West Virginia is famous for its friendly locals and unique culture. Coal, steel, and logging industries of earlier days attracted immigrants that left lasting, diverse heritages. They all helped to forge a local culture and arts that are charming, unpretentious, and expertly crafted.
West Virginia Tells Its Story
Every state tells its own story in a particular way. West Virginia shares its colorful history with hands-on historical fun at attractions around the state. Relive military history at frontier forts and battle reenactments; enjoy re-created Appalachian communities; even get a little grubby learning about bygone industries.
At Fort Prickett, it’s easy to imagine the sweat and tension of colonial-era settlers defending the 1774 stronghold from Native Americans.

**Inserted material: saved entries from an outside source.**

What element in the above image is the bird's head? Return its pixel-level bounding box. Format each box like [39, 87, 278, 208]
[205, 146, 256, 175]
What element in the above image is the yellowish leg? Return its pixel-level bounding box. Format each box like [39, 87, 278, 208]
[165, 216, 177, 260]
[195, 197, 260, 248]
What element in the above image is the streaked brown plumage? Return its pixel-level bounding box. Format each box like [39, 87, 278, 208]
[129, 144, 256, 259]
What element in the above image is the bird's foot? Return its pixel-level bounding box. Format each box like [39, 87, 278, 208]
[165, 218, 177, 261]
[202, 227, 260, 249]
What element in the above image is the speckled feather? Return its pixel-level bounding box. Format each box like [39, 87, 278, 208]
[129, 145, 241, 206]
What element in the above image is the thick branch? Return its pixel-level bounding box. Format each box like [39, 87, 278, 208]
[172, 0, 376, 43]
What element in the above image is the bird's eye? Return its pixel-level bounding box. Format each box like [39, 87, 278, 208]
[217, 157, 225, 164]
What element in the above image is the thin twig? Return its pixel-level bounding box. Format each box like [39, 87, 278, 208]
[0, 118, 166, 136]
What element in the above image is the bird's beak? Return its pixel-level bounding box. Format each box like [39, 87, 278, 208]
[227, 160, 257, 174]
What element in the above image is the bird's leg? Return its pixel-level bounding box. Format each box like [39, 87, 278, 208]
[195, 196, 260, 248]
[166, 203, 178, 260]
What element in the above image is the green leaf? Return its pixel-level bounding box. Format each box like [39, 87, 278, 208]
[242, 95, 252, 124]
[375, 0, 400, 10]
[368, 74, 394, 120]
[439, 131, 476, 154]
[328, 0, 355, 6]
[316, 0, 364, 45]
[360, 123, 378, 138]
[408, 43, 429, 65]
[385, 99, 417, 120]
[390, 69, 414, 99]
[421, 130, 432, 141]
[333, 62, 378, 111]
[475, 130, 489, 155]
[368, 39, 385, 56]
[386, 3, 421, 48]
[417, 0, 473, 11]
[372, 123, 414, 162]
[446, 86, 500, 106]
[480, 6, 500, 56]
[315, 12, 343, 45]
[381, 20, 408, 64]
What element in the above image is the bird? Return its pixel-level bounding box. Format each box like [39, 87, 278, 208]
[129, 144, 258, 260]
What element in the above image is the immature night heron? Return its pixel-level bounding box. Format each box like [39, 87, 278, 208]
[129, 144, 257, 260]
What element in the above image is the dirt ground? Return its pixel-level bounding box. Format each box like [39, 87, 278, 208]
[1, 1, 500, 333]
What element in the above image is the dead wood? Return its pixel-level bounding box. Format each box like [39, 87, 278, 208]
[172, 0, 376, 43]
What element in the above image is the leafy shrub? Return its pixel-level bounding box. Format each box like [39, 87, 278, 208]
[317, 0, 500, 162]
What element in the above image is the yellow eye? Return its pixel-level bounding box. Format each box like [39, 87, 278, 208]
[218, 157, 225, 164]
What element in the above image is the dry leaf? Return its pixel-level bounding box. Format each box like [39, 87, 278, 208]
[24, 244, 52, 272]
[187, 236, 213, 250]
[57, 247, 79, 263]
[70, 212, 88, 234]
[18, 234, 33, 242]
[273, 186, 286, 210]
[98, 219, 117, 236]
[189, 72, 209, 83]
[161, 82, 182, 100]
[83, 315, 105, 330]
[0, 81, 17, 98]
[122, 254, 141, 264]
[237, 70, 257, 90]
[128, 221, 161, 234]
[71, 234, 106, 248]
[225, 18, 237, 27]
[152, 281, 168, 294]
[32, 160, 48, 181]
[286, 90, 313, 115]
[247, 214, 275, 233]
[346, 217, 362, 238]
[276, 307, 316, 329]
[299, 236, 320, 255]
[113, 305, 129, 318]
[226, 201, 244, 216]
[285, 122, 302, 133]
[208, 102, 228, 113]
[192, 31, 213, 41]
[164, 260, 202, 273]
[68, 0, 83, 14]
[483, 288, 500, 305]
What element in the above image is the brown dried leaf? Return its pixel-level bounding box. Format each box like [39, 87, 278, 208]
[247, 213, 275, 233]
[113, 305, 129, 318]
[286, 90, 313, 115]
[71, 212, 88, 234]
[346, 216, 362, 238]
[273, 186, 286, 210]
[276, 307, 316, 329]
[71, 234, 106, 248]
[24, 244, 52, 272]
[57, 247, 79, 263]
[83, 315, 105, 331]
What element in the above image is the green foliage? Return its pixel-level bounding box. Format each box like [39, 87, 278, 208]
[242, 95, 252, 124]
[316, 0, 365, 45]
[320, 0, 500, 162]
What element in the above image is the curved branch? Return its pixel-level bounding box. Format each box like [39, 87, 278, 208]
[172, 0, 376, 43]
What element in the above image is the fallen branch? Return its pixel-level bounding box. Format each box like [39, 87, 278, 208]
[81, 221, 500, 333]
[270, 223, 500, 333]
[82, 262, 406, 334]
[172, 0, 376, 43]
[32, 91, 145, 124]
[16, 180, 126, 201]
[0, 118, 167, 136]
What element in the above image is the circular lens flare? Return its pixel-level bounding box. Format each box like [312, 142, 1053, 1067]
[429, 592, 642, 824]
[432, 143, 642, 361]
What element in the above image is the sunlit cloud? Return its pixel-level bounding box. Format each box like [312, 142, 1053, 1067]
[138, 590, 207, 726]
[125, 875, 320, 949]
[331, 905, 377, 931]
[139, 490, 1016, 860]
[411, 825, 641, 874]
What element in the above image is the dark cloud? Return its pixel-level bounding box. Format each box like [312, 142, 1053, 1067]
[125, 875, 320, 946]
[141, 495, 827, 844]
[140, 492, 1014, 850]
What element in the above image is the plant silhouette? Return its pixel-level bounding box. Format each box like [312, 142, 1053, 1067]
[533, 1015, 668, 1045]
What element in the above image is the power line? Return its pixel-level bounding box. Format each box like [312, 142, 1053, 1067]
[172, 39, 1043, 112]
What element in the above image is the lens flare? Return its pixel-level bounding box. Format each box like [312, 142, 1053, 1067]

You can peer into tiny buildings and stroll through the 100 by 100 foot enclosure where up to 80 families would have crowded. You might hear the report of 18th century-style firearms—built on-site while you watch—or rub freshly spun wool fibers between your fingers.
The Civil War Discovery Trail boasts 16 stops in West Virginia—which is fitting, since the state was born in the war’s aftermath. At the Droop Mountain Battlefield, you can see the original Confederate earthworks and—every other October (next in 2010)—a re-creation of the entire battle.
Industries like coal mining, logging, and steel working shaped earlier West Virginians with a rough hand. Today you can ride a coal car through a damp, dark mine shaft at the Beckley Exhibition Mine while a retired miner in a hard hat tells tales and demonstrates mining techniques. Or, you can stroll through a preserved section of Cass, an old company logging town, and hitch a ride from an old steam locomotive to a re-created logging camp in a spectacular mountaintop meadow.